Many years ago as a black undergraduate at a mostly white university in the South, I successfully pestered a white professor into adding more black women onto our fiction syllabus. I wish I could say I did this as a defiant feat of activism, but mostly I was just sick of spending so much time reading white male writers.

Looking back, I can recognize that I wanted to ensure my college experience was inclusive of my own experiences at an institutional level. Tired of being told the white male experience was both the default and above reproach, I yearned to see my own valued in the same ways. After all, no English majors graduated never having read Ernest Hemingway; thousands probably walked across the stage never having heard of bell hooks.

Students should be applauded, supported, and encouraged to take that same optimism and drive to make change with them as they venture into adulthood.

It is easy to oversimplify the recent spate of college activism unfolding across the country with words such as “diversity,” “inclusion,” and “multiculturalism,” but protesting students are not simply looking for more Zora Neale Hurston and James Baldwin in their curricula and more brown faces at the front of the classroom. They are looking for something much bigger; they are looking for a radical institutional change.

Kelley argues, “We need more faculty of color, but integration alone is not enough. Likewise, what is the point of providing resources to recruit more students of color without changing admissions criteria and procedures?” While representation is important, it is not as important as a systematic restructuring of both how we think about colleges and how colleges operate. After all, what is the use in having a campus building named after Ella Baker if your university is still built on a foundation of racism, sexism, and classism? More black faces in high places can’t cripple institutional racism any more than having a black president solved racial injustice.

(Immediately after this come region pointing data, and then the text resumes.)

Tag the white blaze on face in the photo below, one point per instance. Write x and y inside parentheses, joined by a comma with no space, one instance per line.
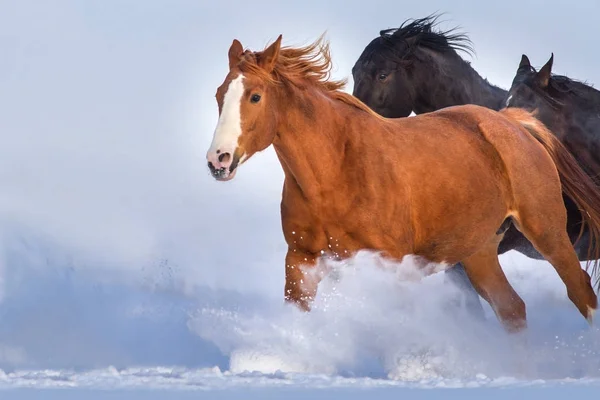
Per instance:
(229,126)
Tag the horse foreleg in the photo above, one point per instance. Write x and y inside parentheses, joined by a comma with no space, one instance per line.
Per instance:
(484,271)
(301,278)
(457,276)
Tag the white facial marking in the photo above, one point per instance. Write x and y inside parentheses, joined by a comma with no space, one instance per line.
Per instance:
(229,127)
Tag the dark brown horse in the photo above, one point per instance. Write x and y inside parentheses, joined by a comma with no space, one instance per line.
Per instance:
(441,186)
(417,67)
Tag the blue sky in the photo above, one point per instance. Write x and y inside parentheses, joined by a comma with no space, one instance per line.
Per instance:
(107,109)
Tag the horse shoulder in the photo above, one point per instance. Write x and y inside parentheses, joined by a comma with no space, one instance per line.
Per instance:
(302,230)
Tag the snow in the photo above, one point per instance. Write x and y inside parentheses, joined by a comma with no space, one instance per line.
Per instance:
(127,272)
(375,326)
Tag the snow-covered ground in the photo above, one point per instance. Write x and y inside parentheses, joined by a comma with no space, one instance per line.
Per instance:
(371,329)
(127,272)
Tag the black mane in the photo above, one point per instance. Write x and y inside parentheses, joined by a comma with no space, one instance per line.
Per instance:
(563,85)
(422,32)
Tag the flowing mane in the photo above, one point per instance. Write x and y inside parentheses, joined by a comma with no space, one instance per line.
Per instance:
(420,32)
(302,66)
(563,85)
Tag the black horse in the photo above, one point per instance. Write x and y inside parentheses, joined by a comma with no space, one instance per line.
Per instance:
(416,68)
(571,109)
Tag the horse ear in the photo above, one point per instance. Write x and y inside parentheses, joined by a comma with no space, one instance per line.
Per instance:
(269,57)
(235,53)
(543,76)
(524,62)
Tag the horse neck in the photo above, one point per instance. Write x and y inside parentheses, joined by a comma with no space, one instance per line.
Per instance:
(311,140)
(445,80)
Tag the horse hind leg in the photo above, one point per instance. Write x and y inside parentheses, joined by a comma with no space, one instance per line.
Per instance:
(485,273)
(544,227)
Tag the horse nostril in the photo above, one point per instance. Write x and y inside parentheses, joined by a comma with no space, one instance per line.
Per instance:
(225,157)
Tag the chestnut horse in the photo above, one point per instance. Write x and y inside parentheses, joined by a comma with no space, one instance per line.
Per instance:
(443,186)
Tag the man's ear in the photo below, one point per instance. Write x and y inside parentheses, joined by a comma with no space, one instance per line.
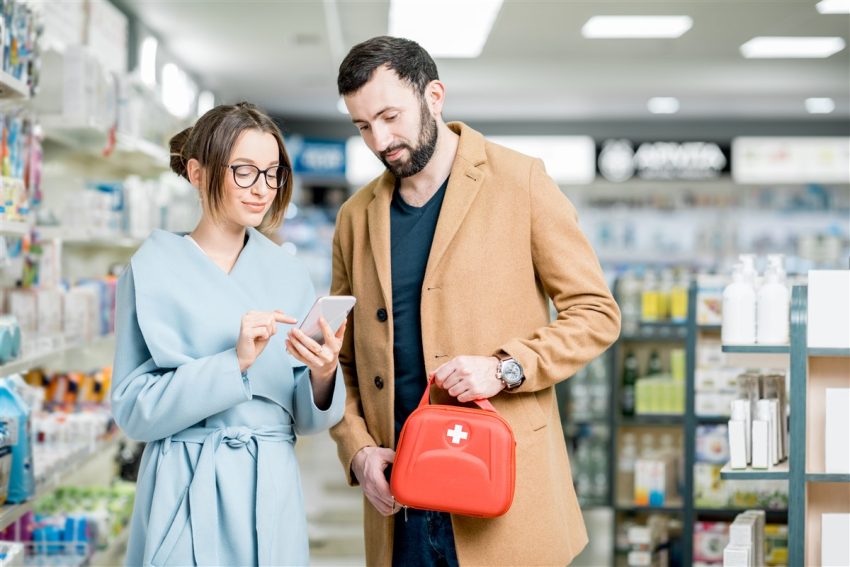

While the list of goals and demands student protesters have made may seem lofty or unrealistic, sometimes accomplishing these goals is less important than stating them outright to create a clearer vision of the toxic campus climates that many students find themselves facing. Kelley is right to suggest many students of color feel betrayed from the universities where they had once hoped to feel at home. Even if these goals are never met, this kind of work can be a way to hold a mirror up to administrators who might not see it otherwise.

And while student protesters are often chided or mocked for expecting safe spaces on campus, students are absolutely right to use the university experience to build their own educational communities within their respective colleges. If students are not feeling respected, valued, or heard on campus, they are right to take, not ask for, their own spaces where they do. As Kelley notes, students at UCLA formed The Undercommons as a way to strike back against spaces that don’t hear them. Far from the stereotype of coddled students looking for a safe space from the real world, these students are not waiting around for the university to solve problems for them. Instead they are tackling them through organizing, activism, and peer-to-peer learning, precisely the kind of real world ingenuity you would hope to see in young people.

If anything, the recent spate of activism on college campuses around the country should be a clear indication that old stereotypes about apathetic college students who are too busy checking Facebook and taking selfies to care about the world around them—let alone try to change it—are wrong and outdated. Students all over the country are taking stock of their power and taking their college experiences into their own hands. They should be applauded, supported, and encouraged to take that same optimism and drive to make change with them as they venture into adulthood.